Omdat het beroep gegrond is moet het UWV het griffierecht aan eiser vergoeden. Eiser heeft geen proceskosten gemaakt die vergoed kunnen worden.

Beslissing

De rechtbank:
- verklaart het beroep gegrond;
- vernietigt het besluit van 27 juli 2021 voor zover het ziet op de afwijzing van het verzoek om kwijtschelding over de jaren 2015 en 2016;
- draagt het UWV op binnen zes weken na de dag van verzending van deze uitspraak een nieuw besluit te nemen op het bezwaar met inachtneming van deze uitspraak;
- bepaalt dat het UWV het griffierecht van € 49,- aan eiser moet vergoeden.
Deze uitspraak is gedaan door mr. A.S.W. Kroon, rechter, in aanwezigheid van mr. J. Mamedova, griffier. De uitspraak is uitgesproken in het openbaar op 17 juli 2023
griffier
rechter
Een afschrift van deze uitspraak is verzonden aan partijen op:

Informatie over hoger beroep

Een partij die het niet eens is met deze uitspraak, kan een hogerberoepschrift sturen naar de Centrale Raad van Beroep waarin wordt uitgelegd waarom deze partij het niet eens is met deze uitspraak. Het hogerberoepschrift moet worden ingediend binnen zes weken na de dag waarop deze uitspraak is verzonden.

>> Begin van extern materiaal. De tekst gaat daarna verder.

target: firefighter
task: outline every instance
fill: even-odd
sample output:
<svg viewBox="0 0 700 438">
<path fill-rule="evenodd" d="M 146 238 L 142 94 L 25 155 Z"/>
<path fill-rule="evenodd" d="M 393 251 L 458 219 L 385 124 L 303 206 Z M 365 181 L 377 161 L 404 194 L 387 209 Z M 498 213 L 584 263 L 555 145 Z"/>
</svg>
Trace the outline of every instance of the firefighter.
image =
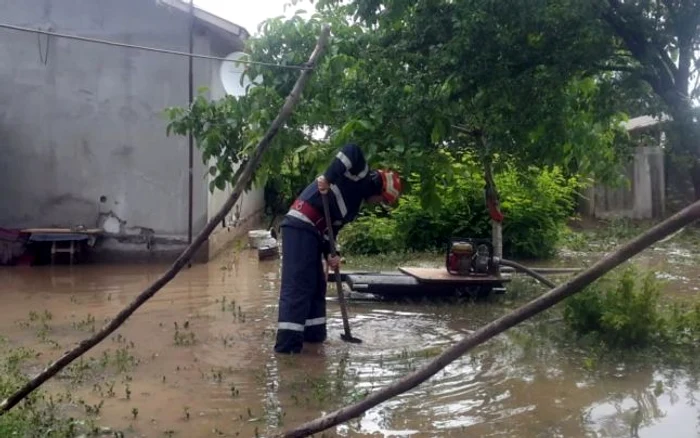
<svg viewBox="0 0 700 438">
<path fill-rule="evenodd" d="M 328 196 L 332 232 L 357 217 L 363 202 L 394 204 L 401 194 L 398 173 L 370 170 L 362 150 L 345 145 L 328 169 L 292 203 L 280 224 L 282 285 L 275 352 L 301 352 L 304 342 L 326 340 L 326 274 L 323 261 L 335 269 L 340 256 L 330 257 L 322 194 Z"/>
</svg>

Kan de indiener de behandeling van het hoger beroep niet afwachten, omdat de zaak spoed heeft, dan kan de indiener de voorzieningenrechter van de Centrale Raad van Beroep vragen om een voorlopige voorziening (een tijdelijke maatregel) te treffen.

Voetnoten

2.Uit het verweerschrift en wat ter zitting is besproken blijkt dat het bestreden besluit ook is beslist op het verzoek om de terugvordering, die ziet op het jaar 2016, kwijt te schelden.
4.Dit staat in het bestreden besluit.